Signification d'Excalibur
L'épée devint plus célèbre que le fourreau puissant et continue de symboliser la vertu et la puissance d'Arthur. Les œuvres ultérieures, dont El Cid et la Chanson de Roland, s'inspirent du symbolisme d'Excalibur pour leurs héros. La célèbre trilogie du Seigneur des Anneaux de J.R.R. Tolkien repose sur le symbolisme d'une épée de pouvoir qui est brisée et doit être rendue entière pour transmettre le concept du retour du roi légitime; une intrigue similaire au motif de l'Épée dans la pierre où la terre souffre après la mort d' Uther Pendragon jusqu'à ce que le roi légitime puisse tirer l'épée magique de la pierre.

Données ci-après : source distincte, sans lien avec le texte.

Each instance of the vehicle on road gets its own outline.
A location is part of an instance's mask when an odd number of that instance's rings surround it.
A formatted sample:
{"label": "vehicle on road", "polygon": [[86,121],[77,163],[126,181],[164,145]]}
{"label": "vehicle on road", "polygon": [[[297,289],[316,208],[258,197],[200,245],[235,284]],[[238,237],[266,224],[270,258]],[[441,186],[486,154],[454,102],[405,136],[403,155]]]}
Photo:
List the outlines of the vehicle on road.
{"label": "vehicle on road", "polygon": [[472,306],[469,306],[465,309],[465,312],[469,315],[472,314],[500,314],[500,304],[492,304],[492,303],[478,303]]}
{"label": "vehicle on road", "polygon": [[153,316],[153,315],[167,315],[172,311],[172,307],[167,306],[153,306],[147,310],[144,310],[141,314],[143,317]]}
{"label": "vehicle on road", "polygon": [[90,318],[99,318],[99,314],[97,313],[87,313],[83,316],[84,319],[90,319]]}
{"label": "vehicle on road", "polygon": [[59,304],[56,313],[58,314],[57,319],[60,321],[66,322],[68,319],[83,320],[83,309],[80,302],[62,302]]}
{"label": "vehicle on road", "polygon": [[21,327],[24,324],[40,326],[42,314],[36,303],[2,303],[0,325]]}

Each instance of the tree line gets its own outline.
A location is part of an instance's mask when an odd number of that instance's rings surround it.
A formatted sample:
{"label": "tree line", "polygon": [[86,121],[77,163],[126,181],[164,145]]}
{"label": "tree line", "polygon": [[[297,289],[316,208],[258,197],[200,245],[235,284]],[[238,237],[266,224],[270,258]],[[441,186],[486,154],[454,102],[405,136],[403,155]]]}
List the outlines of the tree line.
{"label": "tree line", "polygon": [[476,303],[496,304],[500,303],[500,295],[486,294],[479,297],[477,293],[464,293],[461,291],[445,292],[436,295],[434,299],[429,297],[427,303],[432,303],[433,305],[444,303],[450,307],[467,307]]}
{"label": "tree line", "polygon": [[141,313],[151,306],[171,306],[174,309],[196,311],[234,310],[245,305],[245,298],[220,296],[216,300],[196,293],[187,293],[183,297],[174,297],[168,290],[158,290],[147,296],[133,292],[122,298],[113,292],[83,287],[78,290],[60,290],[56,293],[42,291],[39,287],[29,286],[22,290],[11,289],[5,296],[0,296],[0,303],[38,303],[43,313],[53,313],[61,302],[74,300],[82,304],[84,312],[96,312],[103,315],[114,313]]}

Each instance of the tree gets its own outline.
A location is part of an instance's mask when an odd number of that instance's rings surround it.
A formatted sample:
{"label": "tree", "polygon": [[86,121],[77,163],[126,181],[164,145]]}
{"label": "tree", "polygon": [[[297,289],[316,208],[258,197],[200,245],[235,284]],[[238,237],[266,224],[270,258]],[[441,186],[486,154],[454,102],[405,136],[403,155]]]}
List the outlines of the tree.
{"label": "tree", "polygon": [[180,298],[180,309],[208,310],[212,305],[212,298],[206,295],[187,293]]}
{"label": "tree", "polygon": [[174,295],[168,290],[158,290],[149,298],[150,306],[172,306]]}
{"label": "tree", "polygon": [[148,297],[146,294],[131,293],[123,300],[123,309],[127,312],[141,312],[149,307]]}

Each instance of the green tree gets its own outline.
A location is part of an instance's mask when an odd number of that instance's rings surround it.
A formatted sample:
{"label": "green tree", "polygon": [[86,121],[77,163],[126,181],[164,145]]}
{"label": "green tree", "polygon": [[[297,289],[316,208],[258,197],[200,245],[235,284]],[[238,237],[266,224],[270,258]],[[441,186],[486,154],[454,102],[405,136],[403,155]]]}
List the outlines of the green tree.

Cependant, plus qu'un simple procédé littéraire, Excalibur représente les aspects les plus nobles de la légende arthurienne. Bien qu'elle soit toujours décrite comme une épée de pouvoir, ce pouvoir est manié dans l'intérêt supérieur du peuple, de la justice, et non dans l'intérêt du roi. Excalibur est donnée à Arthur par des moyens magiques, par la Dame du Lac; ce n'est pas une arme forgée dans ce monde, mais dans un autre. L'épée vient de cet autre royaume et, une fois qu'Arthur est vaincu et mourant, elle doit y être retournée. Ce motif n'est pas unique à la légende arthurienne, mais il est emprunté à la tradition celtique dans laquelle l'arme magique doit être restituée à sa source.
Dans certaines versions de l'histoire, le chevalier Sire Girflet, qui a survécu à la bataille finale entre Arthur et Mordred, se voit confier la tâche de relancer Excalibur dans le lac; chez Malory, cela revient à Sire Bedivere. Que ce soit Girflet ou Bedivere, l'ordre d'Arthur de renvoyer Excalibur d'où elle vient est ignoré par deux fois puisque le chevalier qu'il charge de cette tâche ne voit pas le sens de jeter une arme aussi noble et puissante. Cet échec de la part de l'un des compagnons les plus dignes de confiance d'Arthur résonne comme prévu avec l'histoire chrétienne de la trahison du Christ par Judas et indique la même chose: le monde ne peut pas comprendre ni apprécier les efforts de la volonté divine pour l'aider à s'élever plus haut que lui-même ne le pense possible.